History is what has happened, in act and thought; it is also what historians make of it.
Bernard Bailyn, Atlantic History: Concepts and Contours (2005)
I am reading a book that I bought three years ago on a discount table in London: John Griffiths, Tea: The Drink that Changed the World (2007). At the time that I bought it, I thought of it as connected to a spate of recent topical books concerned with basic foods. Tea, of course, is very British, and an appropriate book to buy in London. The appeal of the book was partly in its resonance with Mark Kurlansky, Salt: A World History (2003); Bennett Alan Weinburg and Bonnie K. Bieler, The World of Caffeine: The Science and Culture of the World's Most Popular Drug (2000); Iain Gately, Tobacco: A Cultural History of How an Exotic Plant Seduced Civilization (2001). I quoted from the last of these in "Death in Jamestown".

I started this book in London, or shortly after I returned home, but then set it aside as other priorities displaced it. Last week, after finishing the remodeling of our living room, we moved upstairs a bookcase that had been in our guest bedroom. This bookcase contains the books that I bought in London, including several concerned with Jack the Ripper and Griffiths's Tea. It seemed time to read one or more of those books. Then, I was asked it I could teach a new course at the university where I teach occasional courses. This course, The Atlantic World, is at the margins of my areas of expertise, and so requires quite a bit of preparation (thankfully I have several months).

I started anew on Tea: The Drink that Changed the World in full knowledge that it would do more to trace connections between Great Britain and Asia than the colonial worlds of the Atlantic.
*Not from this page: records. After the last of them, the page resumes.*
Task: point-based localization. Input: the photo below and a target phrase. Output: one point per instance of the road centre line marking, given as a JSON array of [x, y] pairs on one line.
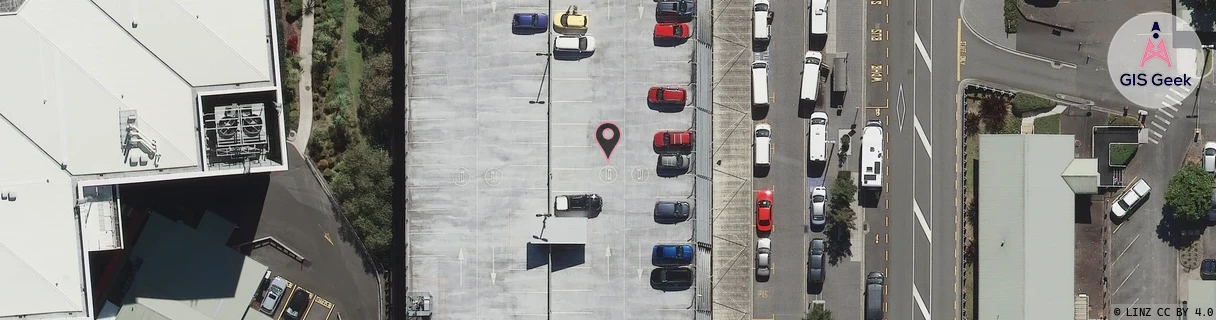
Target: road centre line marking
[[919, 132], [919, 302], [924, 54], [919, 218]]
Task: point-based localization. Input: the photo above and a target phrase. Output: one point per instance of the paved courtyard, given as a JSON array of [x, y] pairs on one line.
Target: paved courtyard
[[487, 157]]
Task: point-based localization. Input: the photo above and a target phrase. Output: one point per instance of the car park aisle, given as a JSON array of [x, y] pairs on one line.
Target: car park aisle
[[609, 278]]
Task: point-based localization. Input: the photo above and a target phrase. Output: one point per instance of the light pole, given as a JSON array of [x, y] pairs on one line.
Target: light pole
[[542, 77], [542, 225]]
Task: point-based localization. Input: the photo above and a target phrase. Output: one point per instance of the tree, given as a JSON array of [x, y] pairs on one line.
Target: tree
[[970, 123], [818, 313], [842, 219], [994, 111], [362, 185], [376, 106], [1189, 192]]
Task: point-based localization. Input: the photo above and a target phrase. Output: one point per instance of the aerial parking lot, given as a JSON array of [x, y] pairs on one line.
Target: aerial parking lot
[[499, 127]]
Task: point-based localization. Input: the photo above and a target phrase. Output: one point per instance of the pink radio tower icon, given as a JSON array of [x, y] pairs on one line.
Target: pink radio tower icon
[[1158, 50]]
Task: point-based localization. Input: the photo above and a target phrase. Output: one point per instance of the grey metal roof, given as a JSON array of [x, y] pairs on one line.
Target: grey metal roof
[[1025, 229], [190, 274]]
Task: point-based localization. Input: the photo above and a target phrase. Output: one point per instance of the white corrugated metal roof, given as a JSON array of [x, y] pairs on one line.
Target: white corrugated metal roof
[[74, 71], [40, 260]]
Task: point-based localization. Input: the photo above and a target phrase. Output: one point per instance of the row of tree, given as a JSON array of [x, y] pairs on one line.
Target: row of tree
[[361, 178]]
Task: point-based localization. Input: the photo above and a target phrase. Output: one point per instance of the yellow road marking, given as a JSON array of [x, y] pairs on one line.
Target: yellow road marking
[[958, 50]]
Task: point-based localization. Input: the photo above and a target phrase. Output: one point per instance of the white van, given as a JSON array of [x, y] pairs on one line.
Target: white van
[[760, 21], [820, 17], [760, 84], [810, 91], [763, 145], [817, 140], [872, 155]]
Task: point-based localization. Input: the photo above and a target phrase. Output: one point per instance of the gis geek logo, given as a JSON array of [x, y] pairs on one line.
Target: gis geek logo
[[1153, 60], [1155, 51]]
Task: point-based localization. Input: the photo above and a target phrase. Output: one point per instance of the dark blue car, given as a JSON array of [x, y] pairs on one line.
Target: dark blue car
[[671, 254], [530, 21]]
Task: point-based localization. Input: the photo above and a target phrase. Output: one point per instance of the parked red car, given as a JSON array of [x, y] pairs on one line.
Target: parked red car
[[764, 211], [668, 95], [671, 31], [674, 139]]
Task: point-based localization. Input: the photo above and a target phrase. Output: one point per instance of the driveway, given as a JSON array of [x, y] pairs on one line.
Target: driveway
[[290, 206]]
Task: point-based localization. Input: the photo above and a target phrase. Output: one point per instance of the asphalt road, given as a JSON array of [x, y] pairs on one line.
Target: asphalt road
[[921, 186]]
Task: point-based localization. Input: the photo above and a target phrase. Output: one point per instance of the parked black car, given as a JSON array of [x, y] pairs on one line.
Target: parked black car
[[815, 270], [1208, 269], [669, 212], [671, 279]]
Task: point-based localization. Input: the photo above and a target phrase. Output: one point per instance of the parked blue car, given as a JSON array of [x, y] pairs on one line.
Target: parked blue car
[[671, 254], [530, 21]]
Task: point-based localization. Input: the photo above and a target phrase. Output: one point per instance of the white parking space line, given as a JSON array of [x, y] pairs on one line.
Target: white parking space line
[[916, 295], [919, 218], [919, 132], [924, 54]]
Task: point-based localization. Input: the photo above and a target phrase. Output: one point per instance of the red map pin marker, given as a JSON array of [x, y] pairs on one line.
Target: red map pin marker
[[607, 134]]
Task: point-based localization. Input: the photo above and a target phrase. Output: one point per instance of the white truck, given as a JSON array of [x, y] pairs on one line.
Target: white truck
[[816, 140], [872, 155]]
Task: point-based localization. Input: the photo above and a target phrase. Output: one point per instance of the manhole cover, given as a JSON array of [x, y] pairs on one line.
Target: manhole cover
[[493, 177], [608, 174], [640, 174], [461, 177]]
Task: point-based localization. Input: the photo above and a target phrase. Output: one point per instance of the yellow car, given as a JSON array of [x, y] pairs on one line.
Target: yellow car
[[570, 20]]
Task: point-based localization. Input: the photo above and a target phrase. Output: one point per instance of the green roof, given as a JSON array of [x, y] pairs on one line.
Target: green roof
[[1025, 229]]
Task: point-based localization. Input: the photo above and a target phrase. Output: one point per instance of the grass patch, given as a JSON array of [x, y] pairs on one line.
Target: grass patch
[[1024, 104], [1050, 124], [1012, 16], [1122, 153], [352, 54]]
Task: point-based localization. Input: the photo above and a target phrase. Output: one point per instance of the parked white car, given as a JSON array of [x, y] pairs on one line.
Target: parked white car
[[574, 43], [818, 203], [1131, 198]]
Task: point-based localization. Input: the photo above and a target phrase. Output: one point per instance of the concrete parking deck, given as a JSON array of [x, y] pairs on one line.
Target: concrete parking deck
[[733, 236]]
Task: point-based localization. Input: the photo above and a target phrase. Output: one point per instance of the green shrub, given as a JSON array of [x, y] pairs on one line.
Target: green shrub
[[1125, 121], [1012, 125], [1012, 16], [1050, 124], [1121, 153], [1026, 102]]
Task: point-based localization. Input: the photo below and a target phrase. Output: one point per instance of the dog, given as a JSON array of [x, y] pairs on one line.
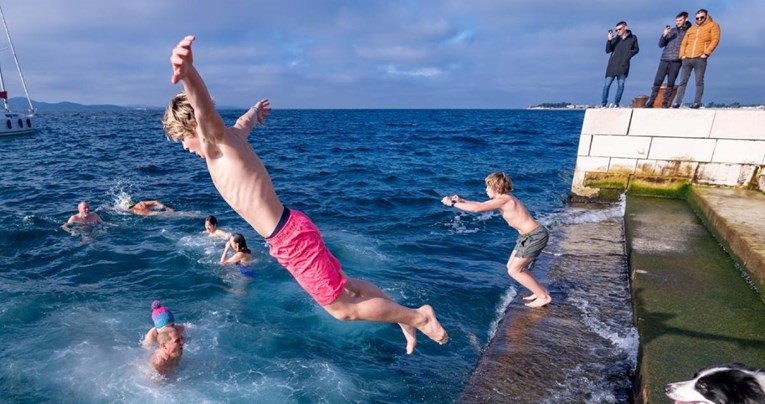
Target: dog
[[722, 384]]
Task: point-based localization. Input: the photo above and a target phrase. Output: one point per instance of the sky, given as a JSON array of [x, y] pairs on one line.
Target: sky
[[326, 54]]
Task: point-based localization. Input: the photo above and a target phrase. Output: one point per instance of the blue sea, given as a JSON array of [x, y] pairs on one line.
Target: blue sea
[[73, 308]]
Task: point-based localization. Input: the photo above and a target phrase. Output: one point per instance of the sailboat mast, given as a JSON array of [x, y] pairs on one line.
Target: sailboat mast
[[18, 66]]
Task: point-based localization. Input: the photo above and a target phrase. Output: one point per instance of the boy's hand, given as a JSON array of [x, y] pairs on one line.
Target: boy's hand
[[182, 58], [263, 109]]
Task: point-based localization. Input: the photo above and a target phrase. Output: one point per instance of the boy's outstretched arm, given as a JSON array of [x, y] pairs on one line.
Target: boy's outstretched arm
[[471, 206], [210, 126], [255, 115]]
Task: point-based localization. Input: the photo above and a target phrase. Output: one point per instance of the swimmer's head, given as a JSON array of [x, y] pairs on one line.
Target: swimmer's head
[[211, 223], [179, 118], [499, 182], [161, 315]]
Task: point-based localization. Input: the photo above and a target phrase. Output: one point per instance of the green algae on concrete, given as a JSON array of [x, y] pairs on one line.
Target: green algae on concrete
[[692, 307], [736, 217], [665, 187]]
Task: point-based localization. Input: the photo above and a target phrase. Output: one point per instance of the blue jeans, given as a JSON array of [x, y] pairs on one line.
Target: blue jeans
[[619, 88]]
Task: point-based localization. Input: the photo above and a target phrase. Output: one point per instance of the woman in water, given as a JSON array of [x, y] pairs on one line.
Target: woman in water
[[242, 257]]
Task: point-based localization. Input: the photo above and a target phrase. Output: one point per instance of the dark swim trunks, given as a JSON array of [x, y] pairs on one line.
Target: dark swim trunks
[[245, 270], [531, 244]]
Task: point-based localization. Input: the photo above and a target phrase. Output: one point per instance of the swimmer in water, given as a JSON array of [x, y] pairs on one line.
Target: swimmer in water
[[145, 208], [84, 216], [242, 257], [211, 227], [163, 320], [294, 240], [168, 356]]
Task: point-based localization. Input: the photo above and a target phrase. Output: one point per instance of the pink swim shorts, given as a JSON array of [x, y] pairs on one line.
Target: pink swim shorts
[[298, 246]]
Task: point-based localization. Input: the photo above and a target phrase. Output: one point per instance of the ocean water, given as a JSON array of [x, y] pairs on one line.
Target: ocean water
[[73, 308]]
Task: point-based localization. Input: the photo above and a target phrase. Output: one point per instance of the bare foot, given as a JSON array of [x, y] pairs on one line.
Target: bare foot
[[410, 333], [540, 302], [432, 328]]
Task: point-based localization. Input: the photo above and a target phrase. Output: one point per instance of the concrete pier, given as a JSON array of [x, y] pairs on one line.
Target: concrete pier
[[694, 307], [663, 151]]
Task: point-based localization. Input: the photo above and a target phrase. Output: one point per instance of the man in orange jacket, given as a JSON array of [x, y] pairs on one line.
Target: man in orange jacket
[[698, 44]]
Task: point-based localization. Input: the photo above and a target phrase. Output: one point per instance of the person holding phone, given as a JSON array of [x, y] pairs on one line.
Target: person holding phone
[[622, 47], [669, 64], [697, 46]]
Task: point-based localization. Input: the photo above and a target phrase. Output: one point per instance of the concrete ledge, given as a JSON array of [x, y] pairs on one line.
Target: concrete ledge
[[736, 218], [692, 307]]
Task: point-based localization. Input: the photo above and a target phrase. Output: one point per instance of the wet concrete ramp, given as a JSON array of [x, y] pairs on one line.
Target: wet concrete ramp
[[580, 349]]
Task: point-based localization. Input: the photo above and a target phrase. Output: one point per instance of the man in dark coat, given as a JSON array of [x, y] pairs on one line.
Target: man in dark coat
[[622, 47], [670, 63]]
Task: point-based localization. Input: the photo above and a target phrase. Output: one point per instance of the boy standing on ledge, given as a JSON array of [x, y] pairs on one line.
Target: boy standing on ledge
[[533, 236], [293, 239]]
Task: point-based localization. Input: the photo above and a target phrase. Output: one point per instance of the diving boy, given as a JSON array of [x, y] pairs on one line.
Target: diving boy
[[243, 182], [533, 236]]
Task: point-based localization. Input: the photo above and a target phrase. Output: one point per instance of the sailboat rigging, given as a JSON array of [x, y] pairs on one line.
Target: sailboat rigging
[[15, 122]]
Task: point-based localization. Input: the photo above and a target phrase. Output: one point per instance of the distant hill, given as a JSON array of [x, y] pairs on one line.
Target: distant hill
[[20, 103]]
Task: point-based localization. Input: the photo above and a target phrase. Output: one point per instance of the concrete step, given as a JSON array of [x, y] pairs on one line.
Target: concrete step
[[693, 304]]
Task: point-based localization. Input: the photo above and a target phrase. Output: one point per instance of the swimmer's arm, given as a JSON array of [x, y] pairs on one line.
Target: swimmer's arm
[[68, 229], [157, 204], [253, 116], [472, 206], [150, 338], [233, 259]]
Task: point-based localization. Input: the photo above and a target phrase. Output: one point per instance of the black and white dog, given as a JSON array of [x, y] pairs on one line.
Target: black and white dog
[[722, 384]]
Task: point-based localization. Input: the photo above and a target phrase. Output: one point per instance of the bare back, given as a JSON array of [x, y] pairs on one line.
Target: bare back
[[516, 215], [244, 183]]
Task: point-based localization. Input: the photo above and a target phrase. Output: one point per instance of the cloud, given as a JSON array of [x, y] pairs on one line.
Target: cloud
[[371, 54]]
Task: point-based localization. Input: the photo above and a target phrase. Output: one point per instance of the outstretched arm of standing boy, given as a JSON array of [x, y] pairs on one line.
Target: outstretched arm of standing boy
[[471, 206]]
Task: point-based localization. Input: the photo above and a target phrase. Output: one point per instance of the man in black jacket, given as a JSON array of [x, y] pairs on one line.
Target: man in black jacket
[[670, 63], [622, 47]]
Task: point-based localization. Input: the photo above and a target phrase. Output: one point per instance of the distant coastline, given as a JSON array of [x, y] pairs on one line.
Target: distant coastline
[[20, 103]]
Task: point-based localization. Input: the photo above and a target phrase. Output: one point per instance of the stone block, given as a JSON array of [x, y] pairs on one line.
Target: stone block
[[732, 175], [682, 149], [620, 146], [732, 124], [606, 121], [606, 180], [739, 151], [666, 168], [626, 166], [598, 164], [672, 123], [584, 145]]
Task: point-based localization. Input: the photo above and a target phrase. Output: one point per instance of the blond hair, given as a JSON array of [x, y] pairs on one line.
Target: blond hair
[[499, 182], [178, 118]]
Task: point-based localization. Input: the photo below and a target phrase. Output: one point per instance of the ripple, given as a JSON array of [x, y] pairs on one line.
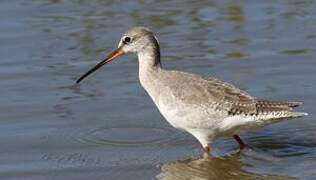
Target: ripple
[[129, 136]]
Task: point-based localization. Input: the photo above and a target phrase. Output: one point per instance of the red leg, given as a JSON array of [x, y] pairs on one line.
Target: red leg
[[207, 149], [242, 145]]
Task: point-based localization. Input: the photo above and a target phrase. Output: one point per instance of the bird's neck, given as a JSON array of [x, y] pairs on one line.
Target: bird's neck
[[149, 68]]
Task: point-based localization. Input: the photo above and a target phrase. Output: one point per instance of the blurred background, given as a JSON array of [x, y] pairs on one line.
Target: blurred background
[[107, 127]]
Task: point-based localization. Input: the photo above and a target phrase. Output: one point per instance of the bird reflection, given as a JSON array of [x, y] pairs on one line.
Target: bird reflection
[[209, 168]]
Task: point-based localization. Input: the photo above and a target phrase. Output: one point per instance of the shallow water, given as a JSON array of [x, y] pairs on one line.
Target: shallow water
[[108, 127]]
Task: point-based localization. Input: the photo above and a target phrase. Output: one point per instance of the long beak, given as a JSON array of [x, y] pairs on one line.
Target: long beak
[[117, 53]]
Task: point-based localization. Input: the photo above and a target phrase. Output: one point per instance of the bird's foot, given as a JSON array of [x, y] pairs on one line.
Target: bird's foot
[[206, 152], [242, 146]]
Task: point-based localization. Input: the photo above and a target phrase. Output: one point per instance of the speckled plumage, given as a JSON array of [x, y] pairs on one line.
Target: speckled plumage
[[206, 107]]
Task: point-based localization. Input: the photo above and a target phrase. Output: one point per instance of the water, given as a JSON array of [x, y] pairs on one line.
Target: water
[[108, 127]]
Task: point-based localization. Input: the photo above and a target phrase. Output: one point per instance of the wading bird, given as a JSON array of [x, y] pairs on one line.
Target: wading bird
[[205, 107]]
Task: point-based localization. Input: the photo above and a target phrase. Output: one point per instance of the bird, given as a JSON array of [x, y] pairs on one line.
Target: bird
[[205, 107]]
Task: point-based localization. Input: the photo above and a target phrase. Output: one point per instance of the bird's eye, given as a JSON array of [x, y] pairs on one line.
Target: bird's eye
[[127, 40]]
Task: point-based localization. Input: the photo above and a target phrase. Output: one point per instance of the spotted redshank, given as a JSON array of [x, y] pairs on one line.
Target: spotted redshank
[[205, 107]]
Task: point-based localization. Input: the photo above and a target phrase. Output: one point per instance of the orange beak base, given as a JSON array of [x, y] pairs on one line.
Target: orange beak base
[[117, 53]]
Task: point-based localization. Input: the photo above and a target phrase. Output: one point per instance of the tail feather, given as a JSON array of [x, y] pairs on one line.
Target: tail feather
[[279, 109]]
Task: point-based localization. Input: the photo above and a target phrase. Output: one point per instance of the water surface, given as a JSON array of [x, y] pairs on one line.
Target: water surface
[[109, 128]]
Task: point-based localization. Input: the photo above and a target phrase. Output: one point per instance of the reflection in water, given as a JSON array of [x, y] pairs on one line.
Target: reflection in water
[[209, 168]]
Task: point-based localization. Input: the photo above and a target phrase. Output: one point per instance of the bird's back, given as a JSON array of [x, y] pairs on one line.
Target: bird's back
[[223, 97]]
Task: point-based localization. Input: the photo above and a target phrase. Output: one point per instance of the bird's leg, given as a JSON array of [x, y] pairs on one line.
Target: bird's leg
[[206, 151], [242, 145]]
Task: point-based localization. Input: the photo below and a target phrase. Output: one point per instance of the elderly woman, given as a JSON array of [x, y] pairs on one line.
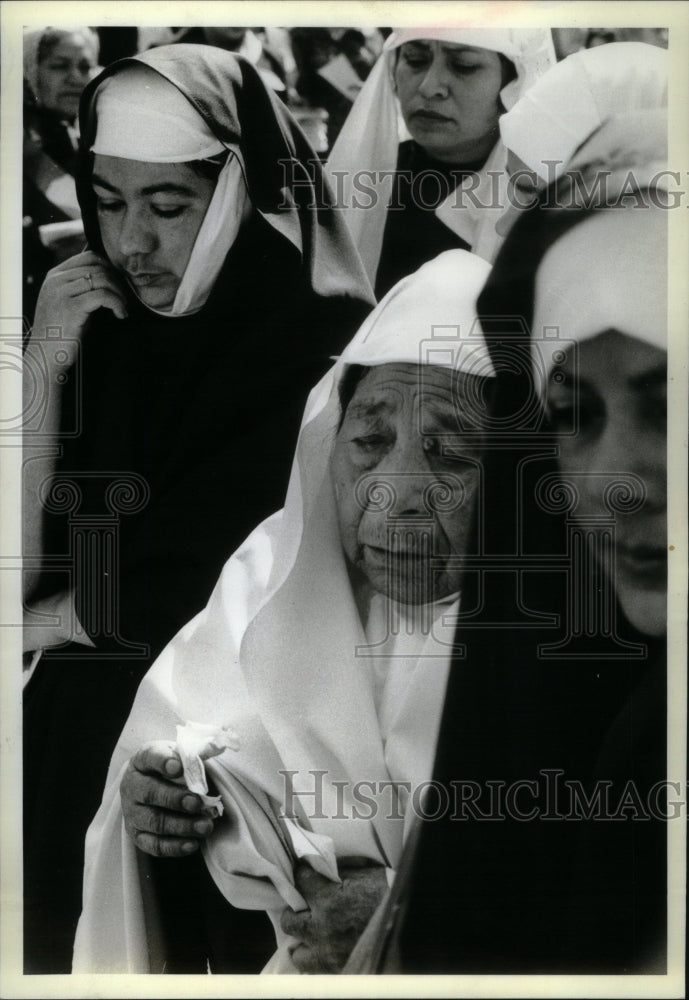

On the other hand, I considered also that tea and the taxes placed upon it in the eighteenth century were a central element in the long history of separation of colonies from their European founders. This process began in the Atlantic and later spread to other parts of the world. The Boston Tea Party is the subject of chapter four in Griffiths text.

Aside from a single program at Johns Hopkins University established in the 1960s, the institutionalization of Atlantic history as a distinct subject has been limited to less than the past two decades. Harvard's International Seminar on the History of the Atlantic World, spearheaded by Bernard Bailyn, began in the mid-1990s. Among the criticisms of this emerging field are that by highlighting connections across the Atlantic, it risks minimizing connections outside.

I was thinking about the relationship between trans-Atlantic connections and global ones when I fell upon this passage concerning tea and sugar in Griffiths's Tea.
During the eighteenth century the population of Britain nearly doubled from just under seven million to well over 13 million. During that time annual consumption of sugar from the West Indian colonies rose from 4lb a head in the 1690s to 24lb in the 1790s. Slavery provided the free labour that fuelled this growth, most of it on the back of tea drinking. Tea was taken without milk. so usually sugar was added to offset the bitter taste from leaves that had been processed many months before and were often ill-packed for their long sea voyage from China. (18)
Although sugar originated in the Pacific and spread across Asia and the Mediterranean before it became a staple in Europe, the history of sugar consumption in Britain is intimately connected to British colonies in the Atlantic, especially Barbados. Indeed, sugar may well serve as a topic around which I might build part of my course on The Atlantic World. But, where sugar and the English are concerned, there will often be a cup of tea.